Makimura, elle, ne peut rester insensible à ce qu'elle ressent: elle qui n'a jamais oublié Midori, elle a un sentiment meilleur au fond de son coeur, ce qui l'aide aussi à supporter certaines réflexions, notamment de sa mère qui lui reproche de ne toujours pas être mariée à quasiment 30 ans, de ne pas lui faire de petits-enfants et de ne pas avoir de "vrai" travail.
Tout simplement, les deux femmes vivent alors leurs retrouvailles comme un véritable espoir et une bouffée d'oxygène face à la vie "normale" que la société semble vouloir leur dicter. Alors quand Komari, l'amie lycéenne de Makimura rencontrée sur internet, lui propose de venir passer quelques jours sur son île natale avec Midori, notre héroïne saisit cette chance.

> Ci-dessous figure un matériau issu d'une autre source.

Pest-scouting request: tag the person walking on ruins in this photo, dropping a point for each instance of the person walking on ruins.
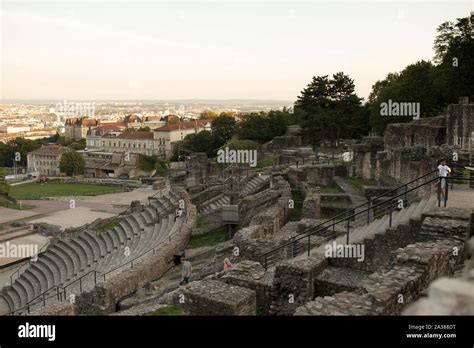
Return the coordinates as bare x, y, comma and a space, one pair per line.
186, 271
443, 172
227, 264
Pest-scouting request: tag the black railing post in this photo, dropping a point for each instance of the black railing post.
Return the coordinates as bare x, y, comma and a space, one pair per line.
446, 191
391, 210
347, 235
368, 212
309, 245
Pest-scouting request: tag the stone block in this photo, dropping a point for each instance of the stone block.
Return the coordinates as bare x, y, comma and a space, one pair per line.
211, 297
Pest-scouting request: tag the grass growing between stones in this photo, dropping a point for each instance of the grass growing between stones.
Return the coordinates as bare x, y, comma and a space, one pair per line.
167, 311
359, 183
16, 206
262, 312
295, 213
109, 225
201, 221
332, 188
212, 238
266, 162
57, 189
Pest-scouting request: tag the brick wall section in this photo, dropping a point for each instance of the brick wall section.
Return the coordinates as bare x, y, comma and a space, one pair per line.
412, 269
105, 295
251, 275
211, 297
55, 308
294, 278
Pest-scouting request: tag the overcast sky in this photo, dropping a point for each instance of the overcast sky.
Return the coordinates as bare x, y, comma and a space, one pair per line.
208, 49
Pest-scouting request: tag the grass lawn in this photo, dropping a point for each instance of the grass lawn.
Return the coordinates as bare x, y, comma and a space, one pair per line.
201, 221
212, 238
109, 225
56, 189
360, 183
295, 213
171, 310
266, 162
8, 204
332, 188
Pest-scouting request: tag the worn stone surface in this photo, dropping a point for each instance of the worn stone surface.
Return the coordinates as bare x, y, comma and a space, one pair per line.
211, 297
449, 296
106, 294
251, 275
293, 284
55, 308
337, 279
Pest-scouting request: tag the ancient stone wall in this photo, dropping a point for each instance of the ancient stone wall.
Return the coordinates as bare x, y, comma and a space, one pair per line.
313, 175
364, 159
293, 284
460, 125
211, 297
106, 294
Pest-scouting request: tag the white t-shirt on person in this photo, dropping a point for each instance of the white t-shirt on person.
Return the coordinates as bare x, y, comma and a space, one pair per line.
443, 170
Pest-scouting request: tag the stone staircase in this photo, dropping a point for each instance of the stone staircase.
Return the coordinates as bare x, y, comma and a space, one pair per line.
252, 186
377, 228
65, 261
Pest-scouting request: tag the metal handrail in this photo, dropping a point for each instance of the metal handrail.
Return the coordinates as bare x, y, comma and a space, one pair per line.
27, 306
60, 290
369, 204
313, 230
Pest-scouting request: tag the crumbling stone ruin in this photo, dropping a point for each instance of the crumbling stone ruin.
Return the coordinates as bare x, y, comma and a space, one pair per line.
409, 150
415, 258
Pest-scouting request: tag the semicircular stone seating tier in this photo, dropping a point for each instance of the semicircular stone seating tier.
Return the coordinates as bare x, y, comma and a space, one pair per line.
65, 261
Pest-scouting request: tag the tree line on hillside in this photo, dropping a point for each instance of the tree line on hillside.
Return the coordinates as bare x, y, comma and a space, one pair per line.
22, 146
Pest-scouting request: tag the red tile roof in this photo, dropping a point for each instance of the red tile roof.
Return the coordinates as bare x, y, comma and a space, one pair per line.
182, 125
136, 135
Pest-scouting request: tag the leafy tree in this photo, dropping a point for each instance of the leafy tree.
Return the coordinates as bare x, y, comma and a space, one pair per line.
162, 167
416, 83
72, 163
208, 115
454, 54
200, 142
331, 109
4, 187
223, 129
254, 127
76, 146
434, 86
237, 144
22, 146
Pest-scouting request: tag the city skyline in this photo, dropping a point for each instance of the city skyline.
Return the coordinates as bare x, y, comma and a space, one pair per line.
207, 50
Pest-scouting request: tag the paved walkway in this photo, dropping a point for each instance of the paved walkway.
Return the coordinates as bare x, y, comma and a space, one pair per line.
7, 214
356, 197
461, 197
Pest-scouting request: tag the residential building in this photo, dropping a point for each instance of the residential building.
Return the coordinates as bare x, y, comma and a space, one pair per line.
168, 135
160, 141
46, 159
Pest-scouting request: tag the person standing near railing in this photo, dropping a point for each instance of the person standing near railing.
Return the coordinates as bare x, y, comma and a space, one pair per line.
443, 172
186, 271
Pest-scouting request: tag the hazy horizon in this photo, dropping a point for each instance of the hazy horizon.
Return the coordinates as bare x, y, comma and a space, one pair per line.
262, 51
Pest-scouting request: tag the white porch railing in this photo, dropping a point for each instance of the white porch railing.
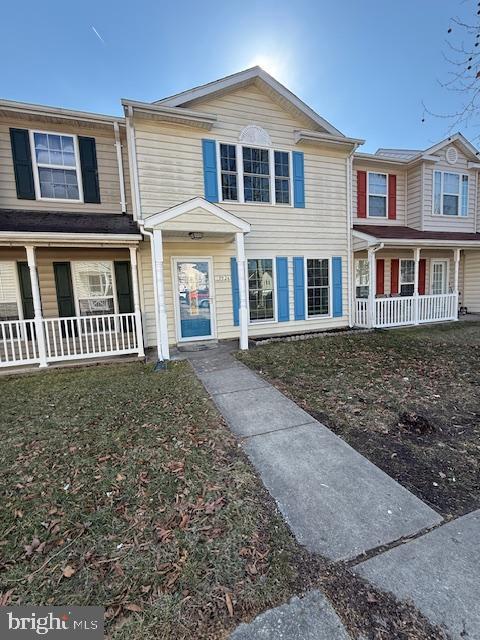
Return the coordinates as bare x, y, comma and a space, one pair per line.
74, 338
405, 310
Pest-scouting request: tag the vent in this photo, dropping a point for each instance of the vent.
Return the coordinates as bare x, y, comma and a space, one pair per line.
451, 155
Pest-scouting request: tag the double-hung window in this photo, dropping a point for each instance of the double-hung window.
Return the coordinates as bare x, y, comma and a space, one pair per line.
253, 174
450, 194
407, 277
362, 278
56, 165
318, 287
228, 167
377, 195
94, 287
260, 289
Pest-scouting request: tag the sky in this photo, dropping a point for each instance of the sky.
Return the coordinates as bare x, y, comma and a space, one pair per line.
364, 65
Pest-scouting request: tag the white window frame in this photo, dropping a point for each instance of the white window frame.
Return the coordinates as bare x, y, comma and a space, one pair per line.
240, 185
330, 288
18, 294
357, 260
444, 193
273, 320
76, 298
400, 283
36, 165
379, 173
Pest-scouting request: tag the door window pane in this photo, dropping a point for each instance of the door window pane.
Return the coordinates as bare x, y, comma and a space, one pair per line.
260, 289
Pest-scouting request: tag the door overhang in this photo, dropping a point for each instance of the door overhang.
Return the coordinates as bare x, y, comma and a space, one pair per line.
197, 216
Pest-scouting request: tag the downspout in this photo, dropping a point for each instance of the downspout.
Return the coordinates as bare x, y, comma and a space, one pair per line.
132, 155
149, 235
351, 300
118, 148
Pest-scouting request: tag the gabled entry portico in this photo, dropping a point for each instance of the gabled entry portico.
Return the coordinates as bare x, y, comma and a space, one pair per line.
192, 230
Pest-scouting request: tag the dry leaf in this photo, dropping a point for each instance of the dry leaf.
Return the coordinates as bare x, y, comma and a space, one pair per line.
68, 572
228, 601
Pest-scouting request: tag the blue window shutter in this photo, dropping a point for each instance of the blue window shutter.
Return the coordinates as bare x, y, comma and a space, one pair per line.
299, 287
337, 287
235, 291
210, 170
282, 290
298, 180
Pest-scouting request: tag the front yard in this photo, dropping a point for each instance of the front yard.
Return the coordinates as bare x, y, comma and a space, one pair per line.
406, 399
122, 487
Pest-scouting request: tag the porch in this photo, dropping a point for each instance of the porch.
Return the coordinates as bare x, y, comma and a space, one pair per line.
68, 299
397, 284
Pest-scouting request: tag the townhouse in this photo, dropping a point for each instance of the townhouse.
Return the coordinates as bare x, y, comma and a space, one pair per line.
231, 210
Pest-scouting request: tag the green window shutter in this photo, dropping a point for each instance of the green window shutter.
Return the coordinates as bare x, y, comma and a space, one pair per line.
26, 290
88, 162
123, 280
22, 164
64, 288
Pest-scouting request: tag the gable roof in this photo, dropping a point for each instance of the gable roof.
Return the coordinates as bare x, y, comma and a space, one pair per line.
192, 204
254, 75
405, 155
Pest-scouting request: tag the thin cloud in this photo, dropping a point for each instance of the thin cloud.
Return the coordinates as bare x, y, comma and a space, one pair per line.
98, 35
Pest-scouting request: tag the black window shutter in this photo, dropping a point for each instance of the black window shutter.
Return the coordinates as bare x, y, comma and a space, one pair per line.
88, 163
64, 288
123, 279
22, 163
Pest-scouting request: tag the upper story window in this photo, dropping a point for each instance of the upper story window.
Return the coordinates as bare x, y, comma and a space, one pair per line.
255, 174
450, 194
56, 167
377, 195
318, 287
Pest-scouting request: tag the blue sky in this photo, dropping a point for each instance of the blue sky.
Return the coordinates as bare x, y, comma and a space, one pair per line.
364, 65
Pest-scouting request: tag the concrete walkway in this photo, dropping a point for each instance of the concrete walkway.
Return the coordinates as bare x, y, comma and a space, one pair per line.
335, 501
440, 572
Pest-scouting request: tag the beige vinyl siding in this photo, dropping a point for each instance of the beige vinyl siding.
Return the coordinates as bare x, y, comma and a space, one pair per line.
45, 259
414, 197
471, 286
221, 254
449, 223
380, 168
107, 168
429, 255
170, 169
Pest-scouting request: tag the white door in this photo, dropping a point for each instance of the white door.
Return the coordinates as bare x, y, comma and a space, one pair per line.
193, 298
439, 278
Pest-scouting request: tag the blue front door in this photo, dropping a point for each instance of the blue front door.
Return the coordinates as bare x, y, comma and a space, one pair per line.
193, 291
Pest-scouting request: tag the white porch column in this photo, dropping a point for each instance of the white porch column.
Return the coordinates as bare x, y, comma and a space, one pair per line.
242, 287
456, 256
372, 288
162, 326
136, 301
416, 256
37, 305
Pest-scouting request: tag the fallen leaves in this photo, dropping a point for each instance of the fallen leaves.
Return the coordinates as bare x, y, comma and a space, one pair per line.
68, 571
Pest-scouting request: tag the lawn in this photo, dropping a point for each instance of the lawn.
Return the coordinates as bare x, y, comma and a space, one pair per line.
406, 399
122, 487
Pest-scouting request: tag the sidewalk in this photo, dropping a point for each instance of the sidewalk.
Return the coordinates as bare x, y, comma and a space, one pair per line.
336, 502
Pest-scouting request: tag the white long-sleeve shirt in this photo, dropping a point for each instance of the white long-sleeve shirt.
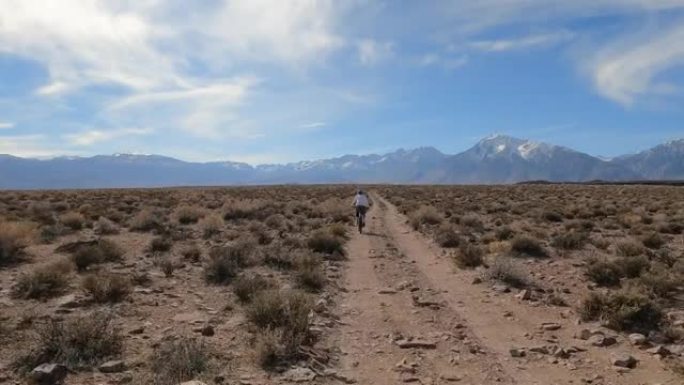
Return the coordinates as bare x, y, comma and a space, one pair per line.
361, 200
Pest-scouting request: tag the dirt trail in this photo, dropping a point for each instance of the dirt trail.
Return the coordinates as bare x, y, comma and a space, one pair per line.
400, 286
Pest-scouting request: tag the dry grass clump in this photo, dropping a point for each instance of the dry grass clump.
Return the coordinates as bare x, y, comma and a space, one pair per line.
323, 241
604, 272
573, 240
189, 214
522, 245
104, 226
161, 244
224, 263
246, 287
73, 220
104, 250
79, 343
106, 288
623, 311
468, 256
653, 241
446, 236
508, 271
426, 215
286, 312
211, 225
309, 272
44, 281
176, 361
192, 253
629, 249
14, 238
147, 220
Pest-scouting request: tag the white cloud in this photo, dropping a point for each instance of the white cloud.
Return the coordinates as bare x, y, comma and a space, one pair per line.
526, 42
624, 71
91, 137
372, 52
29, 146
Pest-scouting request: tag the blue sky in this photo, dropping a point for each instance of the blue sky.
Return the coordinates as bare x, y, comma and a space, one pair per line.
266, 81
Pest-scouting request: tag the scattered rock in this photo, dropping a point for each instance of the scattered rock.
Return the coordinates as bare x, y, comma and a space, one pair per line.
48, 374
551, 326
624, 361
524, 295
660, 350
637, 339
416, 344
115, 366
515, 352
299, 375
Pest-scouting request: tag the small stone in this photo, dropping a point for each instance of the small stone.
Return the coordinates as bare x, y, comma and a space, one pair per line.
115, 366
660, 350
551, 326
624, 361
416, 344
208, 331
48, 374
637, 339
515, 352
524, 295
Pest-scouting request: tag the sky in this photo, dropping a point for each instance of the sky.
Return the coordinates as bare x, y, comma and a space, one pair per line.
270, 81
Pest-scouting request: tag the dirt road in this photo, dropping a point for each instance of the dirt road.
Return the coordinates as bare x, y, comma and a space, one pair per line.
408, 315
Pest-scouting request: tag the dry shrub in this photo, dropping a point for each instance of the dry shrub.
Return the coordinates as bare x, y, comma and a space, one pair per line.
653, 241
325, 242
604, 272
468, 256
147, 220
504, 233
572, 240
161, 244
507, 271
211, 225
309, 274
106, 288
222, 267
104, 250
426, 215
189, 214
446, 236
629, 249
80, 342
44, 281
73, 220
104, 226
526, 246
633, 267
246, 287
192, 253
176, 361
14, 238
286, 311
623, 311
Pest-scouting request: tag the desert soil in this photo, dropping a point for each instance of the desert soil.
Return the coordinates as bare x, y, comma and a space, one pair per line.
408, 315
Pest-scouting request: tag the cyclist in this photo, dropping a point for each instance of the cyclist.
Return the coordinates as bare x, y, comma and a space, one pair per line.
361, 203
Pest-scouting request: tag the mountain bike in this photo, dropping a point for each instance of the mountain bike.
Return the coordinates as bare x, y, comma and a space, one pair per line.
361, 218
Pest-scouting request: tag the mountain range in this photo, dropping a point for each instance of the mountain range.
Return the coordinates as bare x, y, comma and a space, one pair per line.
496, 159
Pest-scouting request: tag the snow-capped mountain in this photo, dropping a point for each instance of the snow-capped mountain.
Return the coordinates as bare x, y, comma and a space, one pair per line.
495, 159
665, 161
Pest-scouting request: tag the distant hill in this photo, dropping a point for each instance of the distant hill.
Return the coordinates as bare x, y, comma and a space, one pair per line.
495, 159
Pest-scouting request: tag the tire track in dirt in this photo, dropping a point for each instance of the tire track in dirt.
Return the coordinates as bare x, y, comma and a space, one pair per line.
390, 303
501, 322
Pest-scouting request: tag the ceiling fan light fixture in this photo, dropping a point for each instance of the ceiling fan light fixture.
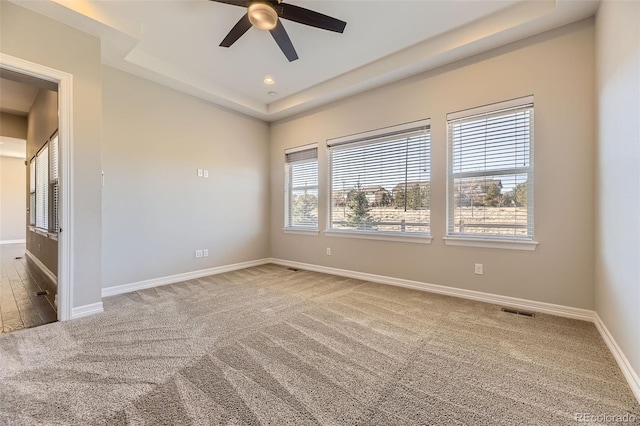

L'événement essentiel de ce volume est assurément ce petit voyage de trois jours, qui permet à nos deux héroïnes de vivre plein de jolis petits moments ensemble, tout en découvrant plus en détails une jeune fille rafraichissante et accueillante en Komari, Makimura trouvant même son amie du net particulièrement déterminée et courageuse. Seulement, est-ce vraiment le cas ? Komari a elle-même ses secrets, ses problèmes, ses regrets, évidemment liée à son homosexualité qu'elle n'ose pas avouer, au risque de faire du mal au garçon qui a toujours été à ses côtés.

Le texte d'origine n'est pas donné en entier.